During Scalia's nearly 30-year tenure (1986-2016) he promoted "originalism," a doctrine that looks to the framers' understanding of the Constitution in the 18th Century.
In his view, that meant no abortion rights but a robust Second Amendment. He believed in strong executive power and little regulation of money in elections. He voted consistently against gay rights and angrily dissented when the justices in 2015 declared a constitutional right to same-sex marriage.
Irreverence was his signature. "Get over it," he told audiences for years after the 2000 Florida election case of Bush v. Gore. Scalia voted with the narrow majority in favor of Texas Gov. George W. Bush over Vice President Al Gore.
When Scalia refused to recuse himself from a 2004 case involving his friend and duck-hunting partner Vice President Dick Cheney, the justice wrote a 21-page public memo defending himself. In a university appearance around the same time, he closed his defense before students with the memorable: "Quack, quack."
Scalia was famously friendly with Ginsburg -- something several Republican senators noted on Monday. She said he was one of the few people who made her laugh. Ginsburg added of Scalia in one interview, "I love him. But sometimes I'd like to strangle him."
He could never convince Ginsburg to adopt his judicial approach, but he influenced a generation of right-wing students. In the early 1980s as a law professor at the University of Chicago, Scalia was faculty adviser to the newly founded Federalist Society, begun by students at the Chicago campus and at Yale University. Scalia's reputation grew as did the Federalist Society, and in the years after his 2016 death, his presence continued to loom, embraced by President Donald Trump.

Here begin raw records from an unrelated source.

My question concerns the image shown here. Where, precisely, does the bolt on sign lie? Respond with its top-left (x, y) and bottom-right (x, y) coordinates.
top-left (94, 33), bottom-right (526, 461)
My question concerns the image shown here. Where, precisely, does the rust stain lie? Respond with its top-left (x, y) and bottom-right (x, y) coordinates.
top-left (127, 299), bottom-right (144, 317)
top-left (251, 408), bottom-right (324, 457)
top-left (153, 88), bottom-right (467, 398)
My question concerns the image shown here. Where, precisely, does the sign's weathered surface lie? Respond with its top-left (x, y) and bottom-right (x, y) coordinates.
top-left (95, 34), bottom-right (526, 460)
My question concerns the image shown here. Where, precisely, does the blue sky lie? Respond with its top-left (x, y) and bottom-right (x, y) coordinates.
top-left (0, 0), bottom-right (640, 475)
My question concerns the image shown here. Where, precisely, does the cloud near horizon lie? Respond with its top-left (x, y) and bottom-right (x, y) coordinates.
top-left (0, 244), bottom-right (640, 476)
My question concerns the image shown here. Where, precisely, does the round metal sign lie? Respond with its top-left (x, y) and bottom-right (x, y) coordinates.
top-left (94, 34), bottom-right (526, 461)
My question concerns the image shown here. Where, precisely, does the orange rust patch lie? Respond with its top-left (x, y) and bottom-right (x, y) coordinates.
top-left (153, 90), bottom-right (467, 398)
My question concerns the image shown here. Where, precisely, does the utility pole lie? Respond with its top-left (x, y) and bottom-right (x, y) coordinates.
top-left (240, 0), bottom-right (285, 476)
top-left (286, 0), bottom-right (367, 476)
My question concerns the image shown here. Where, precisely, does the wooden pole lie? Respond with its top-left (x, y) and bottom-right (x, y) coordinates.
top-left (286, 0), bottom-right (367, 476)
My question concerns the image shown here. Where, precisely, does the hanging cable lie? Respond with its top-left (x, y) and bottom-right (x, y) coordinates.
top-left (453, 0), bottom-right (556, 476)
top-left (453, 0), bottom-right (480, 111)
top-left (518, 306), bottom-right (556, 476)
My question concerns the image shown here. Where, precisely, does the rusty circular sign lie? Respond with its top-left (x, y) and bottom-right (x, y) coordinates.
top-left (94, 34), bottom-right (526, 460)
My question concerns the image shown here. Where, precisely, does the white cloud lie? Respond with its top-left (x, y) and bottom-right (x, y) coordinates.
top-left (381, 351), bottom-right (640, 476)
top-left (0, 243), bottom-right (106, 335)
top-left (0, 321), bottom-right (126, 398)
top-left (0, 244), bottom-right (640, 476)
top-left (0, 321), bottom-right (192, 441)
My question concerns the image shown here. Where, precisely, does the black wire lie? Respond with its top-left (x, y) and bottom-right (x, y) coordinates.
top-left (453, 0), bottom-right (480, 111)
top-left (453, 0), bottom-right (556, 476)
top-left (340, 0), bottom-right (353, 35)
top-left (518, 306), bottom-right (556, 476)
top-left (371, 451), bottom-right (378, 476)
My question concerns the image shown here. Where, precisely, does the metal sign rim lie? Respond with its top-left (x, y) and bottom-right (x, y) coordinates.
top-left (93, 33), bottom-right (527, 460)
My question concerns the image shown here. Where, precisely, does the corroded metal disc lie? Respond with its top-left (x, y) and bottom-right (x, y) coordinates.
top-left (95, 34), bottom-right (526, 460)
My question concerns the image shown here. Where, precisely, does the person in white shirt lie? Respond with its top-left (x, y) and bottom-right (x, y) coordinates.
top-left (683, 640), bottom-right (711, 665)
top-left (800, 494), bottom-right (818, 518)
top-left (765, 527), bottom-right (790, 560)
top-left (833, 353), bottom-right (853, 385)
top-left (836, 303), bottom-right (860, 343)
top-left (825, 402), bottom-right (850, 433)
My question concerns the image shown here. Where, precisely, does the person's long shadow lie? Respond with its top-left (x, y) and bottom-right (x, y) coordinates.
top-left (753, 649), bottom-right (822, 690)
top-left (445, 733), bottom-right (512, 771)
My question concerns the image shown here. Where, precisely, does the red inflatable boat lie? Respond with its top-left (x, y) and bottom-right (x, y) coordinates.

Scalia's wife, Maureen, has been invited to the White House on multiple occasions and was in the Rose Garden for the September 26 unveiling of the Barrett nomination.
In her academic writing before joining the bench, Barrett noted Scalia's opposition to the Affordable Care Act, in 2012 and 2015 dissenting opinions.
Scalia wrote in the 2015 case, "We should start calling this law SCOTUScare," referring to the acronym for the Supreme Court of the United States, as he contended the justices essentially rewrote the law to uphold it.
Also during that term ending in June 2015, Scalia's last full session before his death, the justices declared a right to same-sex marriage.
Scalia derided the reasoning of Justice Anthony Kennedy's majority opinion in Obergefell v. Hodges, particularly its opening references to liberty, and had this jab for the four liberals who formed the gay-marriage majority: "If, even as the price to be paid for a fifth vote, I ever joined an opinion for the Court that began: 'The Constitution promises liberty to all within its reach, a liberty that includes certain specific rights that allow persons, within a lawful realm, to define and express their identity,' I would hide my head in a bag. The Supreme Court of the United States has descended from the disciplined legal reasoning of John Marshall and Joseph Story to the mystical aphorisms of the fortune cookie."
A new court has emerged since Scalia died four years ago, with two Trump appointees, Neil Gorsuch and Brett Kavanaugh. And now Judge Barrett, a protégé, stands ready to shift the court even more to the right, even more in Scalia's image.